Blog written by Robert Champoux, RC Advisory Services


When you own a company, and you are taking home a comfortable salary, it is easy to procrastinate making some of the hard decisions that you know that you ought to do.

Hire a strong general manager if you don’t already have one.   With his/her help, lean out the balance of the organization by “retiring” some of the folks that a prospective buyer will consider superfluous (it will be better for you to do it than the buyer).

Shed some of those long term customers that aren’t very profitable as well as some of those product lines that have lived out their usefulness.
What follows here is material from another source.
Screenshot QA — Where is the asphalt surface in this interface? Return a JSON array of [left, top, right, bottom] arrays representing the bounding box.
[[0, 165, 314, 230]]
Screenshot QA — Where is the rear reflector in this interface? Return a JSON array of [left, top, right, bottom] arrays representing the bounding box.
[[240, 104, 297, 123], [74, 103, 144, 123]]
Clean up the physical plant and stop accepting excuses as to why it is alright that the shop men’s room is dirty! (There is nothing that is more noticeable to a buyer than filth!  (This requires a change in culture; you can’t just clean it up prior to every visit).  Implement the “5S” procedure on manufacturing, assembly or distribution areas.  These improvements will require you to “manage by wandering around”…….. and to look at your company as if you were a buyer.  Look at the doors and doorknobs; are they dirty?  If so, is anyone assigned to keep them clean?  Are there old materials and tooling on the shop floor?  This is an indication that it isn’t in use; get rid of it or put it out of sight in storage.

Are the employees engaged, positive and talkative to visitors?  If they are proud of what they are doing and the work that they are performing, they can become the best reasons for the company to be sold for a premium.

Get your financial house in order.  If your chart of accounts is a little “creative,” and you’ve procrastinated cleaning it up, now is the time to not only fix it but to also have your year-end financials reviewed by your CPA firm (instead of simply compiled).  While more expensive, it will result in very “clean” set of financials that a prospective buyer will respect and not find reason to go “dumpster diving” looking for anomalies.

Similarly scan all older financial statements and personal and federal tax returns for the past five years as well as all corporate and insurance documents.  As a part of due diligence, the buyer will want this type of information and the more prepared and open you are to providing this type of information, the less time will be spent looking for “issues.”  Similarly, clean up and organize all paper file folders so that are neat and well organized.